On the Wednesday we attended a meeting (Council for Justice and Peace) in one of the palazzi which, although surrounded by the buildings of Rome, is a small extraterritorial piece of Vatican City, and then were shown round the world HQ of Caritas Internationalis by Duncan MacLaren who was then its general secretary, and lunched with him.

March 6 saw us at the Congregation for Divine Worship where among other matters I asked them when on earth the new English-language missal would be ready! At midday I lunched with my sister, Sr Elizabeth. She is a Columban Missionary sister but at that time was seconded to the Education and Mission section of the World Council of Churches in Geneva, and happened to be in Rome on WCC business.
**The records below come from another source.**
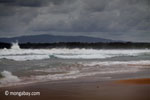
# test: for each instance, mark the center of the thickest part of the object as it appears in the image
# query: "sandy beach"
(84, 89)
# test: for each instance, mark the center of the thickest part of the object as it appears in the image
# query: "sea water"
(25, 66)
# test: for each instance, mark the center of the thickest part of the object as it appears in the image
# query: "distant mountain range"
(54, 39)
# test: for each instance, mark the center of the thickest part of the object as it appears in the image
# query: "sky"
(127, 20)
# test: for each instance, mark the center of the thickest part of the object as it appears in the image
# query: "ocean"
(26, 66)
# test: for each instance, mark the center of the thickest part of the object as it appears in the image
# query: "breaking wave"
(8, 78)
(15, 53)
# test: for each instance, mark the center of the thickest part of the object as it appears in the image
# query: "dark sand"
(83, 89)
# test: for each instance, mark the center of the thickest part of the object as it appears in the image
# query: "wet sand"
(84, 89)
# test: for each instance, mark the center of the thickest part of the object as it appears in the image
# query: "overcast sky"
(127, 20)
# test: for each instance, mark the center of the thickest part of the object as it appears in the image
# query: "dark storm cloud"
(123, 19)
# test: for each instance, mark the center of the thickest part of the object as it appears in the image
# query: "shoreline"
(85, 89)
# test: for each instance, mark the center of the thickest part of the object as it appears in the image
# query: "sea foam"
(8, 78)
(18, 54)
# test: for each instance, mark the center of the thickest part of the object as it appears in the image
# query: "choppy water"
(24, 66)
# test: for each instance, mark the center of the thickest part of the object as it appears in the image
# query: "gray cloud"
(115, 19)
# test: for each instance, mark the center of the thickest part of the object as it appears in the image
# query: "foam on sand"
(8, 78)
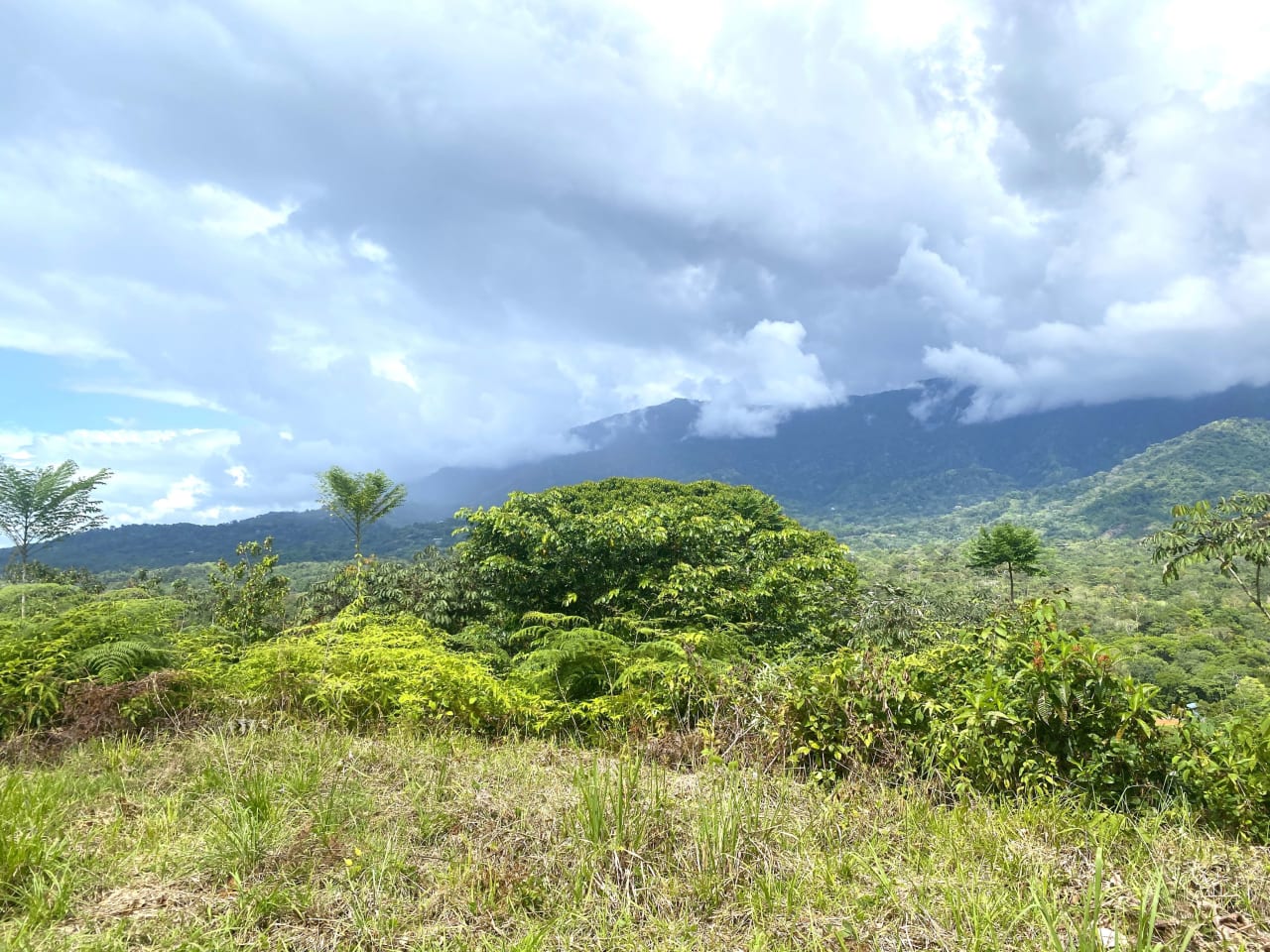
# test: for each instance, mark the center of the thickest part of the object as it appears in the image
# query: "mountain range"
(899, 462)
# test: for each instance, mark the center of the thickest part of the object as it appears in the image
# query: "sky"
(245, 240)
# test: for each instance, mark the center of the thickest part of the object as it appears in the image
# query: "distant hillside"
(866, 463)
(867, 467)
(1130, 499)
(298, 537)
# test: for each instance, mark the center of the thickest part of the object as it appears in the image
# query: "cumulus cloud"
(403, 236)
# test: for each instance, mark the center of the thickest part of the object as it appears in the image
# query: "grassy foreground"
(313, 838)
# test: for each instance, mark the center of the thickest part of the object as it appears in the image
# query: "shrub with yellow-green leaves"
(107, 639)
(361, 669)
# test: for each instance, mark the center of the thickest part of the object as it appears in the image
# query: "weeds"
(316, 838)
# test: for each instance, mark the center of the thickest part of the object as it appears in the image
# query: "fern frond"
(113, 661)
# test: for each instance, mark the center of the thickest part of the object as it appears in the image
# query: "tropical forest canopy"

In the afternoon the Scottish bishops made the second of their two statutory visits to the thresholds of the Apostles by celebrating Mass at St Paul’s Outside the Walls. We also visited the Pontifical Beda College where some Scottish seminarians study, as it is just across the road from that Basilica.

 

Secretariat of state

Friday 7 was our last full day in Rome, with visits to two more congregations (education and clergy). At the Congregation for the Clergy I was able to raise a question about the group of Redemptorists on the island of Papa Stronsay in Orkney in the Diocese of Aberdeen. There was some uncertainty at that time about their situation, concerns now satisfactorily addressed. We also fitted in a visit to the Secretariat of State where I remember being very impressed with how well informed Mgr Peter Parolin (now Cardinal Parolin) was about the United Kingdom.

One trivial but (for me, as a former Classics teacher) memorable moment was finding, in a small branch of the Vatican Bank, a cash machine where the instructions were in half a dozen languages including Latin.

Saturday was the day we flew back to Scotland. Although I was 15 years younger then than I am now, this week in Rome, though fascinating, had been utterly exhausting.